Le semeur

Le semeur

 

Ce jour-là, Jésus était sorti de la maison, et il était assis au bord de la mer.
Auprès de lui se rassemblèrent des foules si grandes qu’il monta dans une barque où il s’assit ; toute la foule se tenait sur le rivage.
Il leur dit beaucoup de choses en paraboles :

« Voici que le semeur sortit pour semer.
Comme il semait, des grains sont tombés au bord du chemin, et les oiseaux sont venus tout manger.
D’autres sont tombés sur le sol pierreux, où ils n’avaient pas beaucoup de terre ; ils ont levé aussitôt, parce que la terre était peu profonde.
Le soleil s’étant levé, ils ont brûlé et, faute de racines, ils ont séché.
D’autres sont tombés dans les ronces ; les ronces ont poussé et les ont étouffés.
D’autres sont tombés dans la bonne terre, et ils ont donné du fruit à raison de cent, ou soixante, ou trente pour un.
Celui qui a des oreilles, qu’il entende ! »

Matthieu 13, 1-9

Le semeur est sorti pour semer…

J’aborde à nouveau cette parabole si vivante pour moi.
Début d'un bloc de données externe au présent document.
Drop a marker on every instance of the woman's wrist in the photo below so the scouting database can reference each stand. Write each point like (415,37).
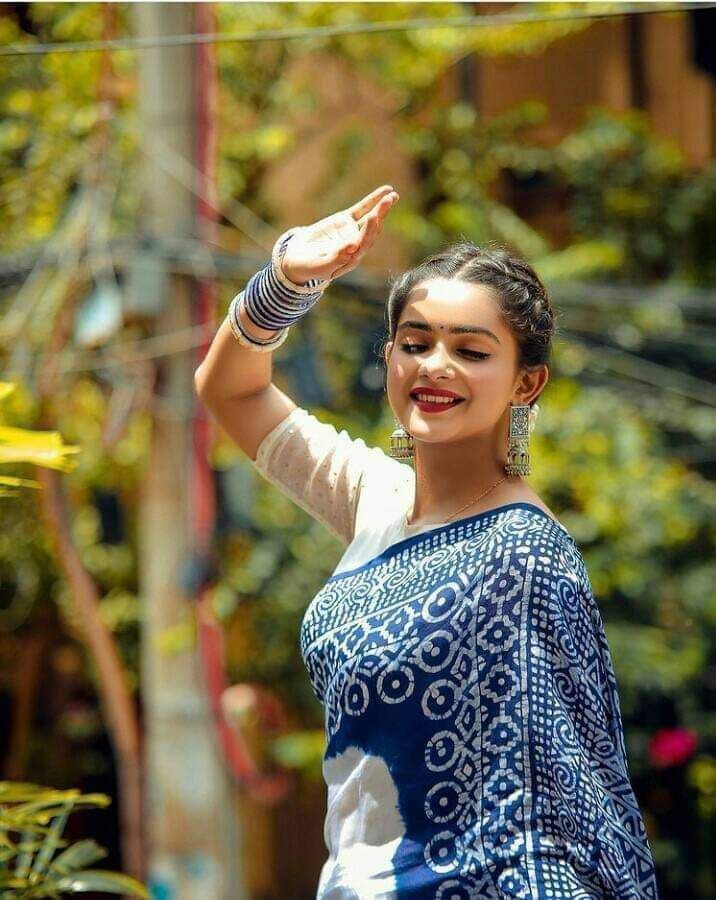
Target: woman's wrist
(271,300)
(256,339)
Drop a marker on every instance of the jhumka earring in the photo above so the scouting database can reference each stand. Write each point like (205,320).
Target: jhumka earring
(401,443)
(522,421)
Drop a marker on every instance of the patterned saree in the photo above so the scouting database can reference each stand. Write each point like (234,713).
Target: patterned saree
(474,739)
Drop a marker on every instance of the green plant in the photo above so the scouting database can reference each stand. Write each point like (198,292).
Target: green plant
(32,819)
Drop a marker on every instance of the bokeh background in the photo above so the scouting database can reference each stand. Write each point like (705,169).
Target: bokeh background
(151,583)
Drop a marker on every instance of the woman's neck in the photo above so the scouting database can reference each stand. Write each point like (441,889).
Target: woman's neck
(449,476)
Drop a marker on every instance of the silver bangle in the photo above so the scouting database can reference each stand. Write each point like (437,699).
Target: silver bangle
(314,286)
(245,339)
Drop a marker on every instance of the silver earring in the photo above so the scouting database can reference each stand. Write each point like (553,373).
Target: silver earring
(518,448)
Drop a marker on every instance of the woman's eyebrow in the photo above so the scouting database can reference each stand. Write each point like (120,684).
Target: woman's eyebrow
(455,329)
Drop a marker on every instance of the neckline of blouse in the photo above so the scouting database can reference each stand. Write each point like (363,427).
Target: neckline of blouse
(412,530)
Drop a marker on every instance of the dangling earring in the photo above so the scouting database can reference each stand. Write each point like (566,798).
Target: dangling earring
(522,421)
(401,443)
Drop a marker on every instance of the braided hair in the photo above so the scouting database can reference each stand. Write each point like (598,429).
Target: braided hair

L’acte inaugural est le don, le germe de vie offert sans défense à la terre.

« Au commencement était le Verbe ».

Nous comprenons bien les différentes terres de par le monde, les différentes attitudes intérieures sur lesquelles tombe la semence : les cœurs secs et durs ou simplement indifférents? les pratiques embroussaillées de jalousies – de violence – de pouvoir sur autrui et, en contrepoint, les cœurs de disciples comme une bonne terre où le germe de vie va s’enfouir.

En ce temps là, on semait partout avec la confiance tenace que le grain finirait par donner suffisamment pour la vie des uns et des autres.
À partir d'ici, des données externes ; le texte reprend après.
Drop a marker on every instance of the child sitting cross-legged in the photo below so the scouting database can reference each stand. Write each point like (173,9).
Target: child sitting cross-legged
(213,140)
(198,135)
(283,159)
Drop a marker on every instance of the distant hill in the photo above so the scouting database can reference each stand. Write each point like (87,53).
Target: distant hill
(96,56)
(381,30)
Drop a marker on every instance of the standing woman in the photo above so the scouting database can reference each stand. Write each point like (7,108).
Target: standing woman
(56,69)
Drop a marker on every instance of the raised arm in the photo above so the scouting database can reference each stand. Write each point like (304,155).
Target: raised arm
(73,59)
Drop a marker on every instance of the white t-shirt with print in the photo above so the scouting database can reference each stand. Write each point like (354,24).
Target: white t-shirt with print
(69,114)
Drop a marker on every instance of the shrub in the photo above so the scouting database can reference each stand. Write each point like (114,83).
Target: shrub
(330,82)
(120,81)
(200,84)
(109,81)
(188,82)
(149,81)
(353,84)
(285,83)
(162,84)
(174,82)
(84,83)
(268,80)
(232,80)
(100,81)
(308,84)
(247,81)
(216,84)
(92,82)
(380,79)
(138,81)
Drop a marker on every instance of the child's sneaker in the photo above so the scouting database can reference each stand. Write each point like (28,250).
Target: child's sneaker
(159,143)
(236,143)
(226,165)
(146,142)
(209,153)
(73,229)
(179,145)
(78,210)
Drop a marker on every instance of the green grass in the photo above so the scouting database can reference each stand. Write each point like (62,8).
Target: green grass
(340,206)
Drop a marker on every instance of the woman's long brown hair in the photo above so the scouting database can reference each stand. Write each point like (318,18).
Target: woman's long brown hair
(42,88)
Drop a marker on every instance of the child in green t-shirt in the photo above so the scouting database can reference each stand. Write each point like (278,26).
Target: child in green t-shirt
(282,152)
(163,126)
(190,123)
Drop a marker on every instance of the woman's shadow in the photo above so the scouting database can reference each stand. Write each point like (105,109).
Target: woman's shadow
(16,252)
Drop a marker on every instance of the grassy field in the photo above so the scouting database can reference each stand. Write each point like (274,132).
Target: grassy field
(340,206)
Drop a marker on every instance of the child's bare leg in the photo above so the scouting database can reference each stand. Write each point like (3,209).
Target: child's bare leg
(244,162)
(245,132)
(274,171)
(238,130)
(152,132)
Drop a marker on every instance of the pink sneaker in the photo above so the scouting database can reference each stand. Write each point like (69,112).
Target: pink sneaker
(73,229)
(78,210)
Le semeur est sorti pour semer…

Il connait bien les risques, la fragilité de son travail. Il a confiance. Nous grandissons dans la confiance que nous fait le Père en son Fils, dans la confiance du Christ en chacun de nous, dans la force de l’Esprit.

Nous savons qu’une bonne terre ne suffit pas. Un humble, dur et régulier travail est nécessaire : préparer la terre, l’arroser, veiller pour la garder fertile, enlever ronces et herbes folles promptes à se développer.
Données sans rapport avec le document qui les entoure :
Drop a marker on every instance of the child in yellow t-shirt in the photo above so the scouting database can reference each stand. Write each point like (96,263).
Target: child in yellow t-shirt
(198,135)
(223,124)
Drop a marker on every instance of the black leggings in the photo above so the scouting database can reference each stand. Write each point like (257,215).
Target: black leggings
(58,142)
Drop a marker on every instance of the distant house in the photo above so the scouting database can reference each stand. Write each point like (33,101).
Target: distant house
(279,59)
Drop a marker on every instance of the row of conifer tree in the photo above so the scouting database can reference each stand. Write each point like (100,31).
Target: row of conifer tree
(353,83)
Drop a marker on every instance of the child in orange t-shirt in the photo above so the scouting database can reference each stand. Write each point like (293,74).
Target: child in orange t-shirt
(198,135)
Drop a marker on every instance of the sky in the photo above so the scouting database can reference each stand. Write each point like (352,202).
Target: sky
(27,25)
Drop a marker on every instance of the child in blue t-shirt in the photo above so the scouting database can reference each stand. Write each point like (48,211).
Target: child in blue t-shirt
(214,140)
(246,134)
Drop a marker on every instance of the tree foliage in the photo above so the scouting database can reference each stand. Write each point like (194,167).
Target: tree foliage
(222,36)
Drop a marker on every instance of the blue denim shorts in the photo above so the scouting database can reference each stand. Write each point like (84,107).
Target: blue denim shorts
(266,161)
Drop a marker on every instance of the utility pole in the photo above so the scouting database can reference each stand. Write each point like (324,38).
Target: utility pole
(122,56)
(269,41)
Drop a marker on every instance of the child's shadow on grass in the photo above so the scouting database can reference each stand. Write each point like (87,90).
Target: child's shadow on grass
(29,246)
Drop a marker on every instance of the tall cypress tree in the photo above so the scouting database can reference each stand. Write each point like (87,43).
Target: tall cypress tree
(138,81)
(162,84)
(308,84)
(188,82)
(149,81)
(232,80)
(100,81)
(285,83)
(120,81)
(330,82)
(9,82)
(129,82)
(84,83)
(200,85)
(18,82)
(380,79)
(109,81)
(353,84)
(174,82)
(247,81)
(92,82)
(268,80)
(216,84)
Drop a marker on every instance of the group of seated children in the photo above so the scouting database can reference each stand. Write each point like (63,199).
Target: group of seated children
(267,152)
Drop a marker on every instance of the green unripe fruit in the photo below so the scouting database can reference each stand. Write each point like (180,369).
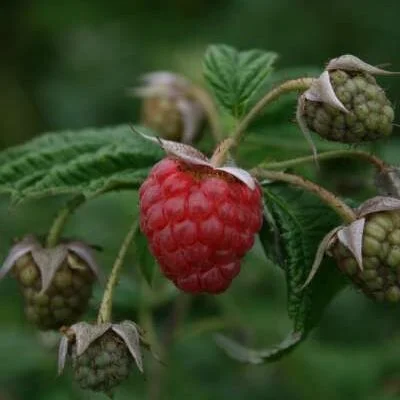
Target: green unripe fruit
(104,365)
(370,114)
(380,277)
(62,303)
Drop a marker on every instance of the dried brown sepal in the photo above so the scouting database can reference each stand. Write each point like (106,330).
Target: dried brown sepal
(323,248)
(192,156)
(56,283)
(348,62)
(101,355)
(368,249)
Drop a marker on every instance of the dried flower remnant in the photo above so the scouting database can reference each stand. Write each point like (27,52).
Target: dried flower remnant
(346,104)
(56,283)
(102,355)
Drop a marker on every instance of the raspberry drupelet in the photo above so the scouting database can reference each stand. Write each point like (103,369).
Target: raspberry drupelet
(199,222)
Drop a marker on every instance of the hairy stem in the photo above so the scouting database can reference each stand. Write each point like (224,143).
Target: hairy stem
(60,220)
(204,98)
(299,84)
(106,303)
(379,164)
(342,209)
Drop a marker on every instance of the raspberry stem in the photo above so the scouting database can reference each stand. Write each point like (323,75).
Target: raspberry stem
(300,84)
(379,164)
(105,310)
(210,109)
(342,209)
(61,219)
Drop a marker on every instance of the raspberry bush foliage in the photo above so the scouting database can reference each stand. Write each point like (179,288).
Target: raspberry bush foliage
(218,179)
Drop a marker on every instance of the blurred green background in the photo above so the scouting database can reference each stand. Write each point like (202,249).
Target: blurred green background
(66,65)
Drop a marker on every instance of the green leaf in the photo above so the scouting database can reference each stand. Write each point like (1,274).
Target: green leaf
(145,259)
(87,162)
(303,221)
(236,76)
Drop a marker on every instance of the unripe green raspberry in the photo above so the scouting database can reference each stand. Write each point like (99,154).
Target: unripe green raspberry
(64,301)
(104,365)
(169,106)
(369,117)
(102,354)
(56,283)
(380,277)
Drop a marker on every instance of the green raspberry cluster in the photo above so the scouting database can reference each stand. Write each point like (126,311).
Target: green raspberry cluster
(104,364)
(64,301)
(370,114)
(380,277)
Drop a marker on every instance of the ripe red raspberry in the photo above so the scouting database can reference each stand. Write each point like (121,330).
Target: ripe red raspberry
(200,222)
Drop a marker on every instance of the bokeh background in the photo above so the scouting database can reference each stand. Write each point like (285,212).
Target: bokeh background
(66,65)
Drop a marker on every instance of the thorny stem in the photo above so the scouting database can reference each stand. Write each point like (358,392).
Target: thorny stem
(61,219)
(379,164)
(299,84)
(210,109)
(105,310)
(342,209)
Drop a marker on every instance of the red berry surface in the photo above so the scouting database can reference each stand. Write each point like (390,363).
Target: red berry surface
(199,223)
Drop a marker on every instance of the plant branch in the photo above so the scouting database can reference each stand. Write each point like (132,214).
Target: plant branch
(379,164)
(342,209)
(106,303)
(299,84)
(60,220)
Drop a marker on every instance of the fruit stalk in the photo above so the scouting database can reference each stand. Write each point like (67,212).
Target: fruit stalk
(299,84)
(105,310)
(379,164)
(342,209)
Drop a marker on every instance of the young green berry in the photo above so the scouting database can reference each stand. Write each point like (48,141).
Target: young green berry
(345,104)
(102,355)
(56,283)
(367,250)
(380,276)
(369,113)
(169,108)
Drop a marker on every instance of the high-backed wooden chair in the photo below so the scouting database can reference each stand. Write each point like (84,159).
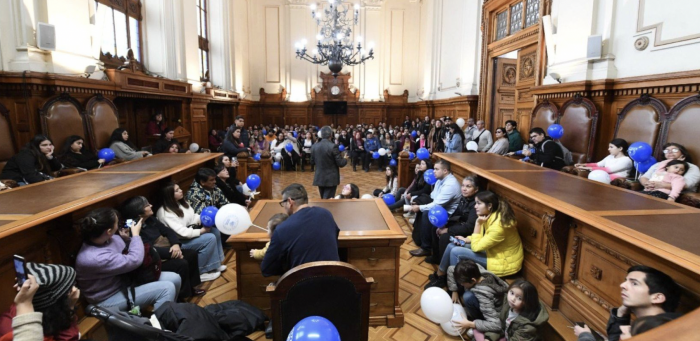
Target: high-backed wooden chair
(579,118)
(334,290)
(681,127)
(7,142)
(101,118)
(543,115)
(641,121)
(62,117)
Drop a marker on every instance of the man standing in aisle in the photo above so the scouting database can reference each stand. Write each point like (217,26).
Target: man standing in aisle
(328,160)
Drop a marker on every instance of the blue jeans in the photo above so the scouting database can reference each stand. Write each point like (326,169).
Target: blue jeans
(156,293)
(471,305)
(210,253)
(453,254)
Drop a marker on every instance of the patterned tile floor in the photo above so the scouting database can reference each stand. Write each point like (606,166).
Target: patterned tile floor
(413,272)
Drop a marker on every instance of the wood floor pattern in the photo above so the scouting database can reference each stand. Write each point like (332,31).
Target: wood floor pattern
(413,272)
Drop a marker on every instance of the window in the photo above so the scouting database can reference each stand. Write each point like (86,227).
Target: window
(532,12)
(516,17)
(501,25)
(202,31)
(120,25)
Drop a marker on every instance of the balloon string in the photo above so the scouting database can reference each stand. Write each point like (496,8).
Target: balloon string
(262,228)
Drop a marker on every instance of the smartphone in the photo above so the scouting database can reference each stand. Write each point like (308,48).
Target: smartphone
(20,269)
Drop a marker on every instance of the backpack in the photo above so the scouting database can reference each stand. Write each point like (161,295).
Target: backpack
(568,158)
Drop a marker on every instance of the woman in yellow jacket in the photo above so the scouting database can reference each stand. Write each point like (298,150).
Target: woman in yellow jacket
(495,243)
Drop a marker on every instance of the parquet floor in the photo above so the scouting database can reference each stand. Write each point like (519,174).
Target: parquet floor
(413,272)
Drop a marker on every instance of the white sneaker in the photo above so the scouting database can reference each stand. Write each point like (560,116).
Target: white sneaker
(209,276)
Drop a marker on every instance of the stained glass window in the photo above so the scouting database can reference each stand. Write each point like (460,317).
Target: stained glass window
(501,25)
(516,17)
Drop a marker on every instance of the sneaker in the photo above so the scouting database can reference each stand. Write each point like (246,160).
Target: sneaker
(209,276)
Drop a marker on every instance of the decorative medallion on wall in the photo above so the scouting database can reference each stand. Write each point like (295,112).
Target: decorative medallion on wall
(641,43)
(527,66)
(509,74)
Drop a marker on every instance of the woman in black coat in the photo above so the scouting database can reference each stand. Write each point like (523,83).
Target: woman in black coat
(74,154)
(175,259)
(34,163)
(461,222)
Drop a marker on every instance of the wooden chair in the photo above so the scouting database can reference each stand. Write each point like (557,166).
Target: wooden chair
(62,117)
(681,128)
(334,290)
(7,142)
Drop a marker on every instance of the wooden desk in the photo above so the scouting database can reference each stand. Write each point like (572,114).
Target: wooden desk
(38,220)
(369,239)
(581,236)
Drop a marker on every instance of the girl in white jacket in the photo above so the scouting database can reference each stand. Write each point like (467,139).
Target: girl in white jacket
(179,216)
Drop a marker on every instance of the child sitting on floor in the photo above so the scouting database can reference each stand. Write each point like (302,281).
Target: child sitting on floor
(672,173)
(271,225)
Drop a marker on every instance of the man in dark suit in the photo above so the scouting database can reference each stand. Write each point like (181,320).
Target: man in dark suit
(328,160)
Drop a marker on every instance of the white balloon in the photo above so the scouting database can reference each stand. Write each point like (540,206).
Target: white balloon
(436,305)
(600,176)
(233,219)
(458,314)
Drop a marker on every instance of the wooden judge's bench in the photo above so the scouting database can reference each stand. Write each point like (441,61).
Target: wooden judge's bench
(581,236)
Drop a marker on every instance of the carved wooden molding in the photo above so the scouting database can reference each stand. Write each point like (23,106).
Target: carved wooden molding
(593,115)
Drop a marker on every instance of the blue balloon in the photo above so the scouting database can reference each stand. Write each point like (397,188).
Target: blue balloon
(429,177)
(389,199)
(106,154)
(555,131)
(314,328)
(423,154)
(208,216)
(253,181)
(643,167)
(438,216)
(639,151)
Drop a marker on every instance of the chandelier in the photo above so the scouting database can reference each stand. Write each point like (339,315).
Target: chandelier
(335,46)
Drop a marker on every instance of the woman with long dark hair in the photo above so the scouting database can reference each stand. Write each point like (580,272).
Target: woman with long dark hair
(74,154)
(34,163)
(180,261)
(123,148)
(177,214)
(102,263)
(53,301)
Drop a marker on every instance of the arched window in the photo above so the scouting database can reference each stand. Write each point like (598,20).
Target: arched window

Le semeur est sorti pour semer…

Il est sans illusions. Cependant? il annonce que quelque chose va pousser : un grain donnera du fruit, trente, soixante ou cent pour un.

L’amour est semé dans un monde brutal, tourmenté, divisé et pacifié à l’aune des germinations.

Malgré ou avec nos refus, nos incompréhensions, nos résistances, nos échecs, nous entendons que de nos vies sortira une grande récolte.

La Parole proclamée, reçue, entendue, distordue, labourée, retournée, germe au milieu des conflits, des silences, des déserts. La Parole, amour inlassable, amour créateur.

Celui qui a des oreilles pour entendre qu’il entende. La Parole rencontre une oreille, rencontre un corps, le mien – le nôtre et la Parole germe. Source de liberté.

C’est l’oreille de cette statuette de Saint Benoit à Tamié…  Qu’entendons-nous et comment nous entendons-nous, aujourd’hui, entre nous pour nous réjouir de la moisson ? Comment nous entendons-nous pour avoir confiance en la fertilisation et la fructification de nos jardins intérieurs ? Comment nous entendons-nous entre nous pour semer avec amour, pour laisser grandir en nous le désir de parler à Dieu, le désir de parler de Dieu ?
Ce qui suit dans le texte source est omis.